I don’t think the difference in attack surface is that important, and there doesn’t seem to be any reported cases of someone getting compromised by using the full template. The minimal template also relies on the user configuring the environment themselves, which can do much more harm than good.
I do think the minimal template is better than the full template, but I see better performance and lower resource requirements as the main selling points, not some vague promise of better security.
Agreed that the right answer depends on a person’s circumstances.
The more interesting question is, whether there is a single right answer, given a particular set of circumstances. In other words, if John d’Eau explained his threat model precisely, would all of the gurus agree on what he should do? Or is there still uncertainty about the best way just because this is an evolving art? Or is a lot of this up to personal preferences, and we’d end up having a “religious” argument?
Like everything in life, “it depends”. Does having additional pieces of software installed in a Qube that isn’t running cause your attack surface to increase? Probably not in a way that matters. Exploit development is pretty involved these days and I can’t think of an initial attack on a normal Linux system where having X software installed, but not used matters. I guess there could be a really basic bug in the software you’re using which allows them to execute arbitrary commands locally? In that case, sure those commands not being there would cause the attack to fail. ofc, I’m not sure that the software you’re avoiding installing would be on that list.
That said, I use a number of templates and only install the software I need for that specific template into it. I do this using salt, so it’s easy to maintain and I don’t give it much thought once I set it up.
I also use the fedora minimum base template for everything. This choice is due to resource utilization and not for any security benefit. I’m not a big fan of having software running/taking up disk space when I don’t need it.

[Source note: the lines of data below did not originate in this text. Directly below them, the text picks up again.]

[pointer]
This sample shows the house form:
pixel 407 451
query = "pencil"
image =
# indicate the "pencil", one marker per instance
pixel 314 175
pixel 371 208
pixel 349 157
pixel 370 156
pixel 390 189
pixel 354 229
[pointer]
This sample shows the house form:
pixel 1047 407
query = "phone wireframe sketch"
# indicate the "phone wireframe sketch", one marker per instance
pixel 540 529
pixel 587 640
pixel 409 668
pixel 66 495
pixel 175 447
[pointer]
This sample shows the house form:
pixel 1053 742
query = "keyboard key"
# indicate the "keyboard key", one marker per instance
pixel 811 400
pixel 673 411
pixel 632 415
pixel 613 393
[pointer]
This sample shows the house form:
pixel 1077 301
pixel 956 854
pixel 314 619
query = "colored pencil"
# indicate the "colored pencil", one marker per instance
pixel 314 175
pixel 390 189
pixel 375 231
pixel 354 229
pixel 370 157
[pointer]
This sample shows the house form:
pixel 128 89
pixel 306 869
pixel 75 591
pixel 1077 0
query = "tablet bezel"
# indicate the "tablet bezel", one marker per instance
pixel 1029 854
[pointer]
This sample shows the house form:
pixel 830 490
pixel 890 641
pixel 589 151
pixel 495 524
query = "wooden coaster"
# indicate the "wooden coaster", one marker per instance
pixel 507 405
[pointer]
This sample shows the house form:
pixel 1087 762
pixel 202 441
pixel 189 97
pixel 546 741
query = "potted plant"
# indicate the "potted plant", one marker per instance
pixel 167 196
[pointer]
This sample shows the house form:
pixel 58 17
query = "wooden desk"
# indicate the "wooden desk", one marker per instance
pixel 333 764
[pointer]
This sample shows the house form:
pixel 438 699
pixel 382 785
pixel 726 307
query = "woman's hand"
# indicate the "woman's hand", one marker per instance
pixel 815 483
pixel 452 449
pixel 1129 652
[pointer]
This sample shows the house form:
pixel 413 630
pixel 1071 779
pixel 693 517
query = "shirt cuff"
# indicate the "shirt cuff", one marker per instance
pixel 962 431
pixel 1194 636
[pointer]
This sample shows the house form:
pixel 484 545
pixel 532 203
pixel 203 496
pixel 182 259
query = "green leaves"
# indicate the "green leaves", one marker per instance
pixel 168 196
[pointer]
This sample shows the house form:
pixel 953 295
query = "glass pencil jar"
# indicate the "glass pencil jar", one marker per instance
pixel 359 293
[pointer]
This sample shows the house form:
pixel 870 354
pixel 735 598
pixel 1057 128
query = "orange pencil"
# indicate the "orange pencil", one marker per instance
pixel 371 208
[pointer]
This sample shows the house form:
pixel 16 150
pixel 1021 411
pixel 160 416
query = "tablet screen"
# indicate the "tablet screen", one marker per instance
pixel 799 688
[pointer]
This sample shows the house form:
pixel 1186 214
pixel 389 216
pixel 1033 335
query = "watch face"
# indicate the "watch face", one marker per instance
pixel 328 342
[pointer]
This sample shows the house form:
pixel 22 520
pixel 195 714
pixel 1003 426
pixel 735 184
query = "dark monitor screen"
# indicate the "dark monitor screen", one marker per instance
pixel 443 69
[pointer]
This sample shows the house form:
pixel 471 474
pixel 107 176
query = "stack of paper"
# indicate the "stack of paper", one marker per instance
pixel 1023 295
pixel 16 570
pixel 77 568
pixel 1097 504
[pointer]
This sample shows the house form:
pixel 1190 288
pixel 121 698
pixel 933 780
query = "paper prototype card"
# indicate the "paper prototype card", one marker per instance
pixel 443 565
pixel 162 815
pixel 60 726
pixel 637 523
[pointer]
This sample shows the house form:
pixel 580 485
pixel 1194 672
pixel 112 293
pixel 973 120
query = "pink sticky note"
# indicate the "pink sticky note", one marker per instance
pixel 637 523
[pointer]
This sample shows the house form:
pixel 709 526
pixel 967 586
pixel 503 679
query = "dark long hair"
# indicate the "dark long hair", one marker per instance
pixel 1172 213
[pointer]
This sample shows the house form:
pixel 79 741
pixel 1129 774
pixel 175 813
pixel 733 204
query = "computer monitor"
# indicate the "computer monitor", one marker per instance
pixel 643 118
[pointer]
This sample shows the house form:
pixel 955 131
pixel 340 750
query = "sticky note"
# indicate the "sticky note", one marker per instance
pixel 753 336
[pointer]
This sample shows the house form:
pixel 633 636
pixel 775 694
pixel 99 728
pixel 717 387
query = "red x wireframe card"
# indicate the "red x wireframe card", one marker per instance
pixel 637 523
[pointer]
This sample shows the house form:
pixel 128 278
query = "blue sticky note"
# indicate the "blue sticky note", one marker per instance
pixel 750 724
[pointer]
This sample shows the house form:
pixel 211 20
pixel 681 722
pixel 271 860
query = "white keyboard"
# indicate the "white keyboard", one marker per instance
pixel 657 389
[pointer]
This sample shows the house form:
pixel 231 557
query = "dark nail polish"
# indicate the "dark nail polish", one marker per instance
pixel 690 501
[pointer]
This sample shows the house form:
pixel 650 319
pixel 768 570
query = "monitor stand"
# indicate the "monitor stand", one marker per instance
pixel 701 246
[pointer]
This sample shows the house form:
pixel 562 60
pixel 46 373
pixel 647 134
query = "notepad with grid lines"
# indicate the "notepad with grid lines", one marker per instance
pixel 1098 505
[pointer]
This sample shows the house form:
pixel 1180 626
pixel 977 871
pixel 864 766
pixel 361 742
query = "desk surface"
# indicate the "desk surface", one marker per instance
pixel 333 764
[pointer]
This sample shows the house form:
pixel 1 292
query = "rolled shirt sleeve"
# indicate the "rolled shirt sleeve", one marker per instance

Edit: I reread the OP again. I’d say this is more a user experience thing? This can all be done relatively easily using salt, but that requires you to learn both salt and how to manage qubes with salt. Perhaps we need something between salt and hand-managed templates.
Before I started using salt, I created bash scripts. I would:
Create the TemplateVM (by cloning another template VM),
Copy the script onto it, then
qvm-run the script from dom0. The new TemplateVM would then run the script, configuring itself.
The process of cloning, copying the script to the VM, then qvm-running the script could itself be automated in another script. But the point is, that setup script should give the same result every time you run it, with very little to be done manually; you can edit it when you decide to remove/add other things to that template, then rerun the process. In some cases you can probably skip step 1 (e.g., adding one more package to the script).
In essence, the setup script was kept on dom0. I’d then write a second script to 1) qvm-copy-to-vm new-template setup_script, then qvm-run new-template “setup_script”. That would cause new-template to be set up properly, including installing needed software, adding things to .bashrc, etc.
With a consistent naming convention (like naming the setup script the same as the template, except with “-setup” at the end of the name), I could even make the second script just take two command line parameters (the name of the template being cloned and the name of the new template) so I only needed one script like that.